Education Pathways partnerships bring together west side students, parents, educators, policymakers, community organizations, and higher ed partners to develop equitable educational access for west side families. These partnerships open up opportunities for youth and adults, while building the capacity of educational systems to meet the needs of first-generation, immigrant, new-arriving, and native-born communities. Current partnerships address a range of goals, including:

  • Family-School Partnerships focused on school improvement and student growth
  • A Diverse Educator Workforce with strong community connections
  • Positive School Cultures that are welcoming to families and promote pathways to higher education
  • Culturally-Sustaining Education in our schools and other community hubs
  • Youth Leaders who can effectively define and address community priorities
  • Adult Education Pathways that are accessible, flexible, and community-centered

See below for examples of active UNP-supported partnerships.

Our CASA

Our CASA (Communities Aspiring, Succeeding, and Achieving) is a system of higher ed-themed spaces at school and community sites across the west side. These rooms are designed to bridge school and community, offering space for programming run by parents, schools, youth, higher ed institutions, and community partners. Our CASA rooms are currently in development in partnership with six Salt Lake City sites: West High School, Northwest Middle School, Backman Elementary School, Salt Lake Center for Science Education, Glendale/Mountain View Community Learning Campus, and the Hartland Partnership Center.

A Capital City Education

A Capital City Education is a city wide initiative to cultivate a college, career and civic ready environment in Salt Lake City. Partners and collaborators from public education, city government, higher education and the Chamber of Commerce have come together to leverage the resources of community partners to support life-long learning. Cap City focuses on access to high quality early childhood education opportunities; expanded programming and services through Community Learning Centers; equitable preparation and resources to access college and career pathways leading to a livable wage, will support a vibrant and thriving Salt Lake City.

Hartland Community 4 Youth & Families

HC4YF promotes youth development, health, and academic success through a range of activities that engage youth in their local communities, natural environment, and athletics. The Hartland Youth Soccer Club is the centerpiece of HC4YF’s youth programming. Soccer participants learn valuable team skills, build healthy lifestyles, and work with positive role models through weekly practices and games. But it doesn’t stop with soccer. HYSC monitors student grades and attendance and engages parents and teachers in order to support participants’ academic success. Soccer club players also get involved with other HC4YF activities including the Jordan River Community Initiative and “Adopt a Trail” program.

Grow Your Own Educator

Grow Your Own Educators (GYOE) is a district-university-community partnership aimed at growing and diversifying the K-12 educator workforce in Salt Lake City.
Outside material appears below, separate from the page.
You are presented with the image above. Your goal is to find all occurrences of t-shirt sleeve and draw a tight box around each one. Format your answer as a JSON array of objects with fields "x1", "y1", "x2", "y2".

GYOE opens up pathways for engaged parents to step into assistant and paraeducator roles in schools, and for paraeducators to earn teaching certificates and become successful classroom teachers. With an emphasis on Title 1 schools in the city’s west side, GYOE lowers the financial and social barriers that members of low-income communities and communities of color face when entering the teaching profession. It is based in best practices in teacher preparation from around the country, and driven by the knowledge that educators who come from the community bring vital skills, understandings, relationships, and commitments to the challenging work of teaching young people.